Il gratte, il gratte ; il se présente, il dit :
« Je suis l’auteur… » Hélas ! mon pauvre hère,
C’est pour cela que vous n’entrerez pas.
Le malheureux, honteux de sa misère,
S’esquive en hâte, et, murmurant tout bas
De voir en lui les neuf muses bannies,
Du temps passé regrettant les beaux jours,
Il rime encore, et s’étonne toujours
Du peu de cas qu’on fait des grands génies.
Pour l’achever, quelque compilateur,
Froid gazetier, jaloux d’un froid auteur,
Quelque Fréron, dans l’Âne littéraire[1],
Vient l’entamer de sa dent mercenaire ;
À l’aboyeur il reste abandonné,
Comme un esclave aux bêtes condamné.
Voilà son sort ; et puis cherchez à plaire.

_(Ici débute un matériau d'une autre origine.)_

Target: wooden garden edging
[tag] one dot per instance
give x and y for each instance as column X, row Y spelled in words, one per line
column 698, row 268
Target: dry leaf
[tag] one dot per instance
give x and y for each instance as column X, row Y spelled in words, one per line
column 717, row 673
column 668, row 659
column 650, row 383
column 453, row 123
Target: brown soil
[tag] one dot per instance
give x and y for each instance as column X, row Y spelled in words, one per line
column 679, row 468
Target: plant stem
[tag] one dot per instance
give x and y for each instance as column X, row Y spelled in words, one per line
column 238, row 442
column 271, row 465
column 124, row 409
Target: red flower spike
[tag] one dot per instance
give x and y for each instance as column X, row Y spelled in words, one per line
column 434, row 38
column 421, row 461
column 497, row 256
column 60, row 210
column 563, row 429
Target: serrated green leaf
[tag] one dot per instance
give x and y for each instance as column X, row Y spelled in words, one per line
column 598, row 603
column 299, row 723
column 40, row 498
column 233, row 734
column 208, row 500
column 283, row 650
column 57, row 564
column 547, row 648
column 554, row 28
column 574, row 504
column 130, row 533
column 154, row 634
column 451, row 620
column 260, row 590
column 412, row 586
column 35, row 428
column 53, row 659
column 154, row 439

Mais c’est bien pis, hélas ! s’il réussit.
L’Envie alors, Euménide implacable,
Chez les vivants harpie insatiable,
Que la mort seule à grand’peine adoucit[2],
L’affreuse Envie, active, impatiente,
Versant le fiel de sa bouche écumante,
Court à Paris, par de longs sifflements,
Dans leurs greniers réveiller ses enfants.
À cette voix, les voilà qui descendent,
Qui dans le monde à grands flots se répandent,
En manteau court, en soutane, en rabat,
En petit-maître, en petit magistrat.
Écoutez-les : « Cette œuvre dramatique
Est dangereuse, et l’auteur hérétique[3]. »

  1. Ici Voltaire désigne l’Année littéraire de Fréron, sous le titre d’un écrit de Lebrun contre Fréron. (B.)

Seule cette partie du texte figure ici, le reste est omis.